The key is the soil and how they have adapted to the conditions/environment to maximize it's potential. They are using limited equipment and limited chemicals but they are doing something very right. I'd sure like to figure it out 'cause I have to start buying chemicals and fertilizer in the next few weeks and I'm really not happy about the prices.


----------



## cwright (Oct 19, 2011)

Mike120 said:


> That's great for me because I really like lamb.....most people in the US don't know how to cook it properly.


Coat with a little flour and brown in some olive oil. Slow cook with some carrots and taters in a couple of bottles of Becks.
Makes some good beer gravy.

CW


----------



## askinner (Nov 15, 2010)

I received this in an email a couple of years back, not quite related, but mind blowing all the same...


----------



## mlappin (Jun 25, 2009)

I also imagine they grow and consume a lot more legumes than cereal grains or corn. Not sure if theirs a replicable here explanation for it. Might they fallow it for several years? Plant cover crops and may even turn any livestock loose on it?


----------



## Mike120 (May 4, 2009)

askinner said:


> I received this in an email a couple of years back, not quite related, but mind blowing all the same...

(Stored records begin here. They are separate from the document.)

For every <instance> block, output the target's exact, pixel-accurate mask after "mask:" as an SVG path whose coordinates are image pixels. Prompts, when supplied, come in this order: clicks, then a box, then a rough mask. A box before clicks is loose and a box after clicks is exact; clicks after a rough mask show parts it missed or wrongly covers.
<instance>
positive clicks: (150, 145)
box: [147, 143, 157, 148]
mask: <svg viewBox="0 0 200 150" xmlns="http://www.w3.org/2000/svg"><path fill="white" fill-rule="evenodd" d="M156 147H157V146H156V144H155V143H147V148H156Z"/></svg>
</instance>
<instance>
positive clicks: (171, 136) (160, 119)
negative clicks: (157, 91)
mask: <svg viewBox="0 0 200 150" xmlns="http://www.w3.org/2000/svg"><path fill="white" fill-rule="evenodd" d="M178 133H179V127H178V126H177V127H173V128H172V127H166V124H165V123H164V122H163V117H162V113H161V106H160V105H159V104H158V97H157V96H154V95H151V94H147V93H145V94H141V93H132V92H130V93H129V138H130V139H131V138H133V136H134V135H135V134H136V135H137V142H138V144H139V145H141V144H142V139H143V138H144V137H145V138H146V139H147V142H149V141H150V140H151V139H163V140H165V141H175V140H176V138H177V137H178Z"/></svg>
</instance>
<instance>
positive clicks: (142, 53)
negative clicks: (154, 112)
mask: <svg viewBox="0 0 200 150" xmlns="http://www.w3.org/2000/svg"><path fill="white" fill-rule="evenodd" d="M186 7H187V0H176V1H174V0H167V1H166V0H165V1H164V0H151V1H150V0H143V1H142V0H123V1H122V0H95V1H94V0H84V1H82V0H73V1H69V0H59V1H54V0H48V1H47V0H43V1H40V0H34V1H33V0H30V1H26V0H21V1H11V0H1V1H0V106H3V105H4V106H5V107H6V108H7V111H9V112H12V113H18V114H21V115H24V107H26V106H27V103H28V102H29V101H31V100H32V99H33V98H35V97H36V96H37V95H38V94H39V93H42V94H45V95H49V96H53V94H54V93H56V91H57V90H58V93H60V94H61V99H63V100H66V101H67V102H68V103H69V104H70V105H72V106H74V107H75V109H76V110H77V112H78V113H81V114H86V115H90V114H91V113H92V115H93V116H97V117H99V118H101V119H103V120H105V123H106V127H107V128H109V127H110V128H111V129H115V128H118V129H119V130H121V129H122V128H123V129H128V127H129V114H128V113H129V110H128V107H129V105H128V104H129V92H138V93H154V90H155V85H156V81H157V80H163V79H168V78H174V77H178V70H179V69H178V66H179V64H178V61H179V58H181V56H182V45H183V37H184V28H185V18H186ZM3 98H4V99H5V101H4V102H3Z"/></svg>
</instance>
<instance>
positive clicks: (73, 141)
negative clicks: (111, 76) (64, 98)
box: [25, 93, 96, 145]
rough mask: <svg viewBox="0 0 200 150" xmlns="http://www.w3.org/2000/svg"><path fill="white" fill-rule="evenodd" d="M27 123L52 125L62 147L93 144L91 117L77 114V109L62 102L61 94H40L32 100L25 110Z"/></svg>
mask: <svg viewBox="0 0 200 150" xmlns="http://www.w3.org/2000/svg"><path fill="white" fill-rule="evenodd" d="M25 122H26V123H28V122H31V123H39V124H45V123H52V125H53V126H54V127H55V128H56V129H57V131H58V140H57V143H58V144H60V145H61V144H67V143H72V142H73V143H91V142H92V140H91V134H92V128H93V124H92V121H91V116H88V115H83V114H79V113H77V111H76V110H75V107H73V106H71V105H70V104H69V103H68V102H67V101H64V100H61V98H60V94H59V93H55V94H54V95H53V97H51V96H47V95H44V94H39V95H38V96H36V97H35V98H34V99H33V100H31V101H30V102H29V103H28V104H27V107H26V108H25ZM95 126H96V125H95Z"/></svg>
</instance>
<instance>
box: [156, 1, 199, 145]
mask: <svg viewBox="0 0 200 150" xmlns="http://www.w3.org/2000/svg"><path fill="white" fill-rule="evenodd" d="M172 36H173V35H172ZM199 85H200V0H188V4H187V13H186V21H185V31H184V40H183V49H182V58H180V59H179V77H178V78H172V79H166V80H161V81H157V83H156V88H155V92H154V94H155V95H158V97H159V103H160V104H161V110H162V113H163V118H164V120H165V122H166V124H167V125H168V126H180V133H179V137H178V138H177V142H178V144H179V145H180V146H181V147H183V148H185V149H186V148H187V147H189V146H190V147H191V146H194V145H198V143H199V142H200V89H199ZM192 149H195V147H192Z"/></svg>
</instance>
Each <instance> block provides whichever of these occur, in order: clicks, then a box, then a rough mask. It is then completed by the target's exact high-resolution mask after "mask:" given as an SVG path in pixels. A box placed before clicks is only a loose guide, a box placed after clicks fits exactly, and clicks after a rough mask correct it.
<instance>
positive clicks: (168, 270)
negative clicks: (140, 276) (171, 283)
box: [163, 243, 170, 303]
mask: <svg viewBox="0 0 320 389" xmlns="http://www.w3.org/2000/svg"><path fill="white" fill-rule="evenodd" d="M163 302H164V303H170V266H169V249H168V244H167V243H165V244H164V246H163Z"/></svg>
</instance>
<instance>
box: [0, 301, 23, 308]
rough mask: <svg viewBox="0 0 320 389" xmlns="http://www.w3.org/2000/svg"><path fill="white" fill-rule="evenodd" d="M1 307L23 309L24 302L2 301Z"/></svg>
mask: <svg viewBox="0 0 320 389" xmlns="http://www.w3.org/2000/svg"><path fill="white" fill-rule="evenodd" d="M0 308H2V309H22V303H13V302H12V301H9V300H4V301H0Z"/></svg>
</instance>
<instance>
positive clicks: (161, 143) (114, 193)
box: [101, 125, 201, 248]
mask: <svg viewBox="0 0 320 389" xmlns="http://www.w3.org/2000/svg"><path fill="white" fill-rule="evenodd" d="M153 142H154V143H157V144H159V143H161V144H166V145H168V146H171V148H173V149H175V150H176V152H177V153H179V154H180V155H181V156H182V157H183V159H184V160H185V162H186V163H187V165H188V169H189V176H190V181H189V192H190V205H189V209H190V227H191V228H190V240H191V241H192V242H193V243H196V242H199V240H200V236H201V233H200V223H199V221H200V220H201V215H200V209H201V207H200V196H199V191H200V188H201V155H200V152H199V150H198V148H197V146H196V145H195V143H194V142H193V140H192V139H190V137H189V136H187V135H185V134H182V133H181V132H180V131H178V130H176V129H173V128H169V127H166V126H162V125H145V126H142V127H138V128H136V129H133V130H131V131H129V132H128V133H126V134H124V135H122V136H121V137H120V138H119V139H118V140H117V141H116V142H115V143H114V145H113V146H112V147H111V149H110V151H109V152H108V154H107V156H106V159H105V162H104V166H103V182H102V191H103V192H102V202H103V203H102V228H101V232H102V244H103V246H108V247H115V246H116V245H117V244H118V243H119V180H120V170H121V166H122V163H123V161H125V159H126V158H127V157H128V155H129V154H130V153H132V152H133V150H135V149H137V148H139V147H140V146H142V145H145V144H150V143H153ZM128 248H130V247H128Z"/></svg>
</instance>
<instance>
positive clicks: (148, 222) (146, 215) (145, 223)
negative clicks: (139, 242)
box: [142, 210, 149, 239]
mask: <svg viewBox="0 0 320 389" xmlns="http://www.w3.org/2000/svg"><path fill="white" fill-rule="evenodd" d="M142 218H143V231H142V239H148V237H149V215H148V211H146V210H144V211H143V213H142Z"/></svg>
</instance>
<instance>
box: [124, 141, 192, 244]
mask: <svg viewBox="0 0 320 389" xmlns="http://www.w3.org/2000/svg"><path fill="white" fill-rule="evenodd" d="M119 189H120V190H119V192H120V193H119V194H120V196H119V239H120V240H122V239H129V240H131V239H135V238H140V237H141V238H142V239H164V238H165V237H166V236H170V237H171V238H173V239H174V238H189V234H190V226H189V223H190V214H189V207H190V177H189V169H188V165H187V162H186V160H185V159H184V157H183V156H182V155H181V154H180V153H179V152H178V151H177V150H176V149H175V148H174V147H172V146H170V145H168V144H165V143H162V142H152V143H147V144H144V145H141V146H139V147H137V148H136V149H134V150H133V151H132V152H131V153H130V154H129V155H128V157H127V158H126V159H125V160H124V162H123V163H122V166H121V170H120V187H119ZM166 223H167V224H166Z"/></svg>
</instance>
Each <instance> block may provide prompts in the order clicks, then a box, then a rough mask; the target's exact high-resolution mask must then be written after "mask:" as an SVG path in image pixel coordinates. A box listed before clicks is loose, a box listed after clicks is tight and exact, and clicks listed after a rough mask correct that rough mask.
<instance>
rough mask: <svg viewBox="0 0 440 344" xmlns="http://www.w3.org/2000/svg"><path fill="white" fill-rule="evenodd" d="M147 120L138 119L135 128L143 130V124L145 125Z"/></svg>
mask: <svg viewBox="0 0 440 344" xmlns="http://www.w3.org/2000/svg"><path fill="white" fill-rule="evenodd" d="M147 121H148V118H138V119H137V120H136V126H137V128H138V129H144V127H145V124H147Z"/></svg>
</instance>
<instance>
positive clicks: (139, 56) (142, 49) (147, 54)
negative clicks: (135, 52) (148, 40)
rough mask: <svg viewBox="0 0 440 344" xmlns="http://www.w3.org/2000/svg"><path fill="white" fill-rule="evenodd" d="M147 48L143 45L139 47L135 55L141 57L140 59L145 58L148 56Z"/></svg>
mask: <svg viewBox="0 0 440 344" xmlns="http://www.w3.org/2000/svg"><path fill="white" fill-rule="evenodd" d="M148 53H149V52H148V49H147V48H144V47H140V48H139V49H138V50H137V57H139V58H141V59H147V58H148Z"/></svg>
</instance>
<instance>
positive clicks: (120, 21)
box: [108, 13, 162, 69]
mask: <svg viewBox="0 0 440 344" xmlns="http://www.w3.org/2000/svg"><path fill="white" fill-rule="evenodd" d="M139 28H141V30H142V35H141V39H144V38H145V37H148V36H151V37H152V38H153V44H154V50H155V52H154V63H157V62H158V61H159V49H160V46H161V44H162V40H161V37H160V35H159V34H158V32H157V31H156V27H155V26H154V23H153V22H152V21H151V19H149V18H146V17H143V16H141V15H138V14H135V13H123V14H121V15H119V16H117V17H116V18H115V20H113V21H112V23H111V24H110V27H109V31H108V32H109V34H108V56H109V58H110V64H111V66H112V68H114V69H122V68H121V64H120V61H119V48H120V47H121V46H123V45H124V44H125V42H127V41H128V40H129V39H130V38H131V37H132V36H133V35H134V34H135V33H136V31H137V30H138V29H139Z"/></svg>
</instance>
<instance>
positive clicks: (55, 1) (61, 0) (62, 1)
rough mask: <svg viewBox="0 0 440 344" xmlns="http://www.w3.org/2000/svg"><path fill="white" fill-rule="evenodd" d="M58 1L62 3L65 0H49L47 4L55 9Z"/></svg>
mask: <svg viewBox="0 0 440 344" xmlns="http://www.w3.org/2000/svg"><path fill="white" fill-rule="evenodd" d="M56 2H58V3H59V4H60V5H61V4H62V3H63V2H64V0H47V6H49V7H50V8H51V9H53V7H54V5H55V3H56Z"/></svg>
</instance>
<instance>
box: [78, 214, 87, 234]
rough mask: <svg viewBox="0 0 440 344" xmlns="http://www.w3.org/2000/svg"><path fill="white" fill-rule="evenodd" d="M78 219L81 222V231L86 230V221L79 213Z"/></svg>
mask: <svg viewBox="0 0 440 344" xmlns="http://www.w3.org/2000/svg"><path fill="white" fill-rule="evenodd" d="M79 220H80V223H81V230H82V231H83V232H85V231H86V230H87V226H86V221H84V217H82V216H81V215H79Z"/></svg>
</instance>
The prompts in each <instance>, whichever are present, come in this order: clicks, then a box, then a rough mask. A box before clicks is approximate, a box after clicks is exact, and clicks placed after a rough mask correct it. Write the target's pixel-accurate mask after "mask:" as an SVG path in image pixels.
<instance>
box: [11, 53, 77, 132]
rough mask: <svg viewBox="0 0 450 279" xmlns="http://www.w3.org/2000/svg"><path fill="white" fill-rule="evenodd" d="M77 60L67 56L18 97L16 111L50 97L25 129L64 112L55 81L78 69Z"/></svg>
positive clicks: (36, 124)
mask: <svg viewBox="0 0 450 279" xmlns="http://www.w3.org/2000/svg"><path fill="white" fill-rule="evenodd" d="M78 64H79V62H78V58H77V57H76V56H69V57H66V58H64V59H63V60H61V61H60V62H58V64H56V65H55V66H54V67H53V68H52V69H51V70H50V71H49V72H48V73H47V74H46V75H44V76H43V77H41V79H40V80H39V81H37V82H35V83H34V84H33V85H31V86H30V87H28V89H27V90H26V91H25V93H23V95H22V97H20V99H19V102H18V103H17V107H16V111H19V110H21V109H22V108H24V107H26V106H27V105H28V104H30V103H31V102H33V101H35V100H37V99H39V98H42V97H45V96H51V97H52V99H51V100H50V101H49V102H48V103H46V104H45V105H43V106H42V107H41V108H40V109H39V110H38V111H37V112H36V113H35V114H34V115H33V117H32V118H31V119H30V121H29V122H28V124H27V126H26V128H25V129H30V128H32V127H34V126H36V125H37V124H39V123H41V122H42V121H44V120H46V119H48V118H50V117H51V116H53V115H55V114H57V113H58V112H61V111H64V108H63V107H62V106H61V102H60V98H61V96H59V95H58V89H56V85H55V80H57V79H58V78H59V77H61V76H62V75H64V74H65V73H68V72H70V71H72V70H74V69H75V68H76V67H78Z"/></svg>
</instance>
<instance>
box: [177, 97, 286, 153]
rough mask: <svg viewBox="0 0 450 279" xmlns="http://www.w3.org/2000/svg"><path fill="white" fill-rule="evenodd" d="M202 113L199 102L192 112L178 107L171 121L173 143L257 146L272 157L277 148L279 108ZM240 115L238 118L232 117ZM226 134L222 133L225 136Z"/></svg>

I saw some of the big farms in Saudi the last time I lived in the Middle East but nothing even remotely that big. When we lived there in the '70 they were talking about changing the climate by planting trees. My son didn't know what rain was until we moved back home. Now there is a forest between Dubai and Abu Dhabi with irrigation to the trees. We used to get rain every few weeks when we were back in the early 2000's. I don't know if they were successful or not.


----------



## Mike120 (May 4, 2009)

mlappin said:


> I also imagine they grow and consume a lot more legumes than cereal grains or corn. Not sure if theirs a replicable here explanation for it. Might they fallow it for several years? Plant cover crops and may even turn any livestock loose on it?


I did see goat herds grazing some of the cut fields. That would be a logical way to get rid of the weeds with little compaction from the animals. Of course every herd had a couple of herders....something you couldn't get many people to do here.


----------